Here, Hyde (Maxwell's Train, 1985, etc.) writes of a hired assassin who stalks the President through the sewers of Washington, D.C., with the apparent blessing of the CIA--while the FBI, KGB, and the GRU try to sort out the politics, clues, and initials. The Romulus Committee, a supersecret cabal that's been keeping an eye on things in Washington since finding it necessary to remove Franklin Delano Roosevelt from the scene, has a new problem to solve in the post-Bush era: a President with Creutzfeldt-Jakob disease. These arrogant gentlemen, a group that includes several cabinet officers and the deputy director of the CIA, are the only people who have the bad news, however, since they have ordered the drowning of the unfortunate doctor who diagnosed the problem and who then ran to them with the test results. What should the cabal do? Creutzfeldt-Jakob is a kind of fast-acting form of Alzheimer's, and the President is already appearing a bit odd. And the members of the cabal thoroughly disapprove of the leftish vice-president.
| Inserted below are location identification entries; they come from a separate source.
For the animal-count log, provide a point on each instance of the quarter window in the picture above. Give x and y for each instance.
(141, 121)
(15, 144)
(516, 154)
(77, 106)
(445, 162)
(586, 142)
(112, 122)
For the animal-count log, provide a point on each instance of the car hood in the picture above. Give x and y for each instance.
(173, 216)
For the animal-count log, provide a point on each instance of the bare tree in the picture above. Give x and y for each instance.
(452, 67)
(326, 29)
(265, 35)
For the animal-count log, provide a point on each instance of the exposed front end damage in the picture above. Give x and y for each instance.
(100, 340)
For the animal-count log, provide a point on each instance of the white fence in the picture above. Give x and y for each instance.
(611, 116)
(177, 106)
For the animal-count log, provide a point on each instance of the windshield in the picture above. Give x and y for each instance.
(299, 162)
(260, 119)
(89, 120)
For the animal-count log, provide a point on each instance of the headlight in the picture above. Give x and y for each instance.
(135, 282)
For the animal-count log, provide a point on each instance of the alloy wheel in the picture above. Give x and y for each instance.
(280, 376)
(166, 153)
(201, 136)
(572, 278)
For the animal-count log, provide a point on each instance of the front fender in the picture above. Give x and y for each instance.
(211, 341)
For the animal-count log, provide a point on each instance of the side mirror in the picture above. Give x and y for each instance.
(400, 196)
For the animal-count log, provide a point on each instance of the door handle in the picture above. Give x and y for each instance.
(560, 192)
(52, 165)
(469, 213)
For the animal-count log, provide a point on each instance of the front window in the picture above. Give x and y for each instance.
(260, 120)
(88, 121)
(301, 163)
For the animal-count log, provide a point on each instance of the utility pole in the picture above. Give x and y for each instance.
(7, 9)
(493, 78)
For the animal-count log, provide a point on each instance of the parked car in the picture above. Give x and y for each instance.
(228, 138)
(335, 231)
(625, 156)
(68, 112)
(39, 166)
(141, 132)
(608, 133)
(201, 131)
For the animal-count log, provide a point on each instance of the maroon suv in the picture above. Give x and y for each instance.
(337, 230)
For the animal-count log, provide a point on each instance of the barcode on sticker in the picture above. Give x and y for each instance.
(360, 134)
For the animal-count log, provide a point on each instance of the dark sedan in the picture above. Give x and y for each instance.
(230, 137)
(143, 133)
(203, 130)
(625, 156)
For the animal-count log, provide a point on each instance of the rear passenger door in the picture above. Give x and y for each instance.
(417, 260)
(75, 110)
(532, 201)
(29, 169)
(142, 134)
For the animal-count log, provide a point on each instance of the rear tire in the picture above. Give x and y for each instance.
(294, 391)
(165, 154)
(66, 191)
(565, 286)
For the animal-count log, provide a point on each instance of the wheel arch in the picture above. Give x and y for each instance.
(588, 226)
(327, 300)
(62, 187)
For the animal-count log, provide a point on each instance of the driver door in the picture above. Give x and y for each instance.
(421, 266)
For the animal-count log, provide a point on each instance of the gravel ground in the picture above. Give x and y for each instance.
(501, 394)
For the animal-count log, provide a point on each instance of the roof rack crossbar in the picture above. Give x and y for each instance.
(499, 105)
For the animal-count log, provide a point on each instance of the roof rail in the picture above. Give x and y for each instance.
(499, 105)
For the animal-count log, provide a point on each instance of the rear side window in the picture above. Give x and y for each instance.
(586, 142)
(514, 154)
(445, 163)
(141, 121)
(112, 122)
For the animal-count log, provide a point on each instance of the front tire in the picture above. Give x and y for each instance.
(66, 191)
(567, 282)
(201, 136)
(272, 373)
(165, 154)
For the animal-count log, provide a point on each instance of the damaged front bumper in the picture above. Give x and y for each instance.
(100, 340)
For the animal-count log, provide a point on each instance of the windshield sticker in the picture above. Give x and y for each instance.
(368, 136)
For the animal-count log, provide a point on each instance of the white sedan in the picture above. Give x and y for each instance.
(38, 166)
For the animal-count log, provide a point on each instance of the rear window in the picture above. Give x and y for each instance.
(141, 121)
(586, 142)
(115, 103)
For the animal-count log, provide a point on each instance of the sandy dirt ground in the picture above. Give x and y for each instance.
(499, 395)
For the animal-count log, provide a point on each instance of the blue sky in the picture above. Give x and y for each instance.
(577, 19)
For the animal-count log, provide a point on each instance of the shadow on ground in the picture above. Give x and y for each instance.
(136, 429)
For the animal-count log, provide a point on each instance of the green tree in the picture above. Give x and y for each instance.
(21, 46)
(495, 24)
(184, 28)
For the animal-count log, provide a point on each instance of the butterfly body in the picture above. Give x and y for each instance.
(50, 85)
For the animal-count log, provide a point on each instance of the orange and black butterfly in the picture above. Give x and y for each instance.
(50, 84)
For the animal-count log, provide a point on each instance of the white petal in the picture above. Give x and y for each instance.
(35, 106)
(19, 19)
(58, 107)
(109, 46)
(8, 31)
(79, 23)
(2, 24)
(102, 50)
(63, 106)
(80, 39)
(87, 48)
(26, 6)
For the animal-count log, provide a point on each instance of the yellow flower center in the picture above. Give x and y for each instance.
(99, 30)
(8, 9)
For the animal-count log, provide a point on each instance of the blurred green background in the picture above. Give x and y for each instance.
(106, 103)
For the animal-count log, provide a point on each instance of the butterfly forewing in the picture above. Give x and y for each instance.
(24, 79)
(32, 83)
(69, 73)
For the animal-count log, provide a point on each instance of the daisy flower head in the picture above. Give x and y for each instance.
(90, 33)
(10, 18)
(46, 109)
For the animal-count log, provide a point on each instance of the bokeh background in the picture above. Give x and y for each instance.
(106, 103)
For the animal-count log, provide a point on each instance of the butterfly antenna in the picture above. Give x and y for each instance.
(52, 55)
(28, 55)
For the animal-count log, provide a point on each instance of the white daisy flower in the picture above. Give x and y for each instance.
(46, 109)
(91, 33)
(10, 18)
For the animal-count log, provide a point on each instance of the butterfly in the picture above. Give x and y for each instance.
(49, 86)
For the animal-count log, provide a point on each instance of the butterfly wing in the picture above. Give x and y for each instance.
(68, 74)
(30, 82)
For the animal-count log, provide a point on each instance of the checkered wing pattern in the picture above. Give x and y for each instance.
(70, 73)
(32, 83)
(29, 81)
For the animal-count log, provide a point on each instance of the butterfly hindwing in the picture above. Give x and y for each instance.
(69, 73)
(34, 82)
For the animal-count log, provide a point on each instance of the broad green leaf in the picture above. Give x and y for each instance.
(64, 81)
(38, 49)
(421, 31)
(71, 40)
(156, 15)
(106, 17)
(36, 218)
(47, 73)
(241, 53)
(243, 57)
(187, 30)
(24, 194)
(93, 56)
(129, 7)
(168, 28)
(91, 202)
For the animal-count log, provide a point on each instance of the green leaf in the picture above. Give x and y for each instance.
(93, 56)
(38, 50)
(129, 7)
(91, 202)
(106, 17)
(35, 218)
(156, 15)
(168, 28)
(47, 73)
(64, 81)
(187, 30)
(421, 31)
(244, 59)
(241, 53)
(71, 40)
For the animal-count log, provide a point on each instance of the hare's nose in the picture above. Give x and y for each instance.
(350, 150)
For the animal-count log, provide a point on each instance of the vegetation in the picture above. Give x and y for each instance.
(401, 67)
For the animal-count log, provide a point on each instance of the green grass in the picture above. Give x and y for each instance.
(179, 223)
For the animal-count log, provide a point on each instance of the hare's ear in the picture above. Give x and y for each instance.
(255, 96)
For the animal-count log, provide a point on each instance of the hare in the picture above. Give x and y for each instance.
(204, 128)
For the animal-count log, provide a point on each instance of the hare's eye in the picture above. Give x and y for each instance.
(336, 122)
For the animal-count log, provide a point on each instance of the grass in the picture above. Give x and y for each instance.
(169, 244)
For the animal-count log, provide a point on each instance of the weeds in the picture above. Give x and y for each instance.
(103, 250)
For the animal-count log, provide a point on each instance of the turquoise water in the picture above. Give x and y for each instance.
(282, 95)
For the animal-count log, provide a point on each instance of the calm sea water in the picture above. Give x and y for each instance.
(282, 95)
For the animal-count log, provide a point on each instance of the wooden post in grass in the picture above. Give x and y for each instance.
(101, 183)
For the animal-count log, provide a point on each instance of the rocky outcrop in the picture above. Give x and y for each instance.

The only answer is to hire former CIA killer Eric Rhinelander, a free-lance assassin who, for a price, will take out the President and his legal successor in one spectacular blow. Rhinelander works out an elaborate and clever plan that may very well work if he can elude FBI agent Stephen Stone and his surprising associate--Col. Travkin of the Soviet military intelligence agency--as well as the mysterious CIA mole who is reporting the whole story to Moscow. Swallow the silly stuff about the cabal and it's a pretty good thriller.